President Baker in review

President Doug Baker’s performance in the infancy of his tenure at NIU set the university back to a point in which it is struggling to return.

As the end of the spring 2017 semester approaches, the Board of Trustees is preparing for its annual review of Baker. It is important to remember what has come to light of Baker’s early performance as president.

Referenced in a Dec. 22 Baker Report, “complaints regarding procurement practices, employment decisions, and contractual arrangements that occurred in 2013-2014” have put a cloud of suspicion upon Baker and his administration.

Although Baker said the allegations had been investigated and “strategic initiatives” were implemented to address these issues, the extent of these practices and actions are still being discovered today. This continued lack of clarity to faculty and students who deserve to know what is going on at their university is unacceptable.

NIU has paid $189,145.46 to the law firm Mintz, Levin, Cohn, Ferris, Glovsky and Popeo PC as representation for Baker in an Office of Executive Inspector General investigation, according to payment documents received on April 27 through a FOIA request submitted to NIU by the Northern Star.

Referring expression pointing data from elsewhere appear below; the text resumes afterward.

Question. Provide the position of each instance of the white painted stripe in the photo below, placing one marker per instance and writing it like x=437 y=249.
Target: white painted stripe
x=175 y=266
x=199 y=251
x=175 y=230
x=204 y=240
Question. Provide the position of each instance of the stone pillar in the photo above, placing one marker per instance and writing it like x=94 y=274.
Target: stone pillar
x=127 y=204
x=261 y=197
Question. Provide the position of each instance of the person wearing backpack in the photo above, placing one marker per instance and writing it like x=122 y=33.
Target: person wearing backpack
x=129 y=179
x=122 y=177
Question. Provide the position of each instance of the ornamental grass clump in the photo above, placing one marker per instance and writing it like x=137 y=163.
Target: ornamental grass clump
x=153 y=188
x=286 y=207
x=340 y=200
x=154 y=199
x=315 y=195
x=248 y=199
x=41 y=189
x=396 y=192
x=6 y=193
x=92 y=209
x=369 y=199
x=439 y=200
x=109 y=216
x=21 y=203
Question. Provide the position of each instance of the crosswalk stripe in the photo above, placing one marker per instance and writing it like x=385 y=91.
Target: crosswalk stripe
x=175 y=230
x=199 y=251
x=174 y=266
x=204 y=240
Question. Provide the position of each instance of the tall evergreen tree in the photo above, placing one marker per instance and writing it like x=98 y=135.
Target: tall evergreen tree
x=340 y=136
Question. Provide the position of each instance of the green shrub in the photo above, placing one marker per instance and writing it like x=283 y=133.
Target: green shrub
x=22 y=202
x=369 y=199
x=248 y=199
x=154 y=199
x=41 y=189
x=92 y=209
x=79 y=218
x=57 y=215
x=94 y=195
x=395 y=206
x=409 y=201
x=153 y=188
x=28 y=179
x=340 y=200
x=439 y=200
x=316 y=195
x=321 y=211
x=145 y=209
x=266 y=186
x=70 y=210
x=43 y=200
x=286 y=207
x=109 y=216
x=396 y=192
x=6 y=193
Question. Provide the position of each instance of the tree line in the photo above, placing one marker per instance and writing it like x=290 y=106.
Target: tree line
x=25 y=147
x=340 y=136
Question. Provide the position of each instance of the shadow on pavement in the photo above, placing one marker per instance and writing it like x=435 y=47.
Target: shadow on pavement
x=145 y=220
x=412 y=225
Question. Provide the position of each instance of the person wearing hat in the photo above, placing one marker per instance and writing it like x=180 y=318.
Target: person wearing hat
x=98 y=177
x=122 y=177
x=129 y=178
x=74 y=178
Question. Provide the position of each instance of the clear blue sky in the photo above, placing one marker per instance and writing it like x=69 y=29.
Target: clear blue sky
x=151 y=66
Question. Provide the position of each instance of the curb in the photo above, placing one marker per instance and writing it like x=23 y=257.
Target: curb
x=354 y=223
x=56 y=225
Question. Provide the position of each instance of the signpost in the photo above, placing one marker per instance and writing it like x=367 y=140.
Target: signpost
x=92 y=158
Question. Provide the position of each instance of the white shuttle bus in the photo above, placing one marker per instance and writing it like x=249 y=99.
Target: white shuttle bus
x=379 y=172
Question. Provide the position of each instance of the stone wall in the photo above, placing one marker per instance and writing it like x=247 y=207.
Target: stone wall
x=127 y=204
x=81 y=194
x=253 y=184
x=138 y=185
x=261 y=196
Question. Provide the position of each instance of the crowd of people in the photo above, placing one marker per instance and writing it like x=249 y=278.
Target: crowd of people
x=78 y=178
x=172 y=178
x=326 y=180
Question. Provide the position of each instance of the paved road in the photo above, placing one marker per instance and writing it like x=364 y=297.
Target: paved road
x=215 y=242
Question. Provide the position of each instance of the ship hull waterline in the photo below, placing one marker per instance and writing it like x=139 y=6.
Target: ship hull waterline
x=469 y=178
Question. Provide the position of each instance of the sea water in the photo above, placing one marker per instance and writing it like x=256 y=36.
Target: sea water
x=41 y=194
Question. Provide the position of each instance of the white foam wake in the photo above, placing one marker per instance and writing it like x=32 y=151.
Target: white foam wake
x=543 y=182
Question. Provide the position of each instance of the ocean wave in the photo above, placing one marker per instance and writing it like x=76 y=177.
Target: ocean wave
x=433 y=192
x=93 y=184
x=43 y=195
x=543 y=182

“Whenever there is an investigation by an agency — in this case, it’s not a legal suit, but it’s an agency looking at internal policy kinds of issues — it’s common practice or best practice that outside counsel be used for [the] president,” Baker said, according to a May 1 Northern Star article. “I’m sorry we’re having to do it, but that’s part of the indemnification clause that a president of a university has.”

However, the OEIG investigation is not the only instance for which Baker has required legal counsel. There is an ongoing lawsuit against Baker, the university and one of Baker’s controversial hires, Nancy Suttenfield, former interim chief financial officer, filed by former NIU Controller Keith Jackson.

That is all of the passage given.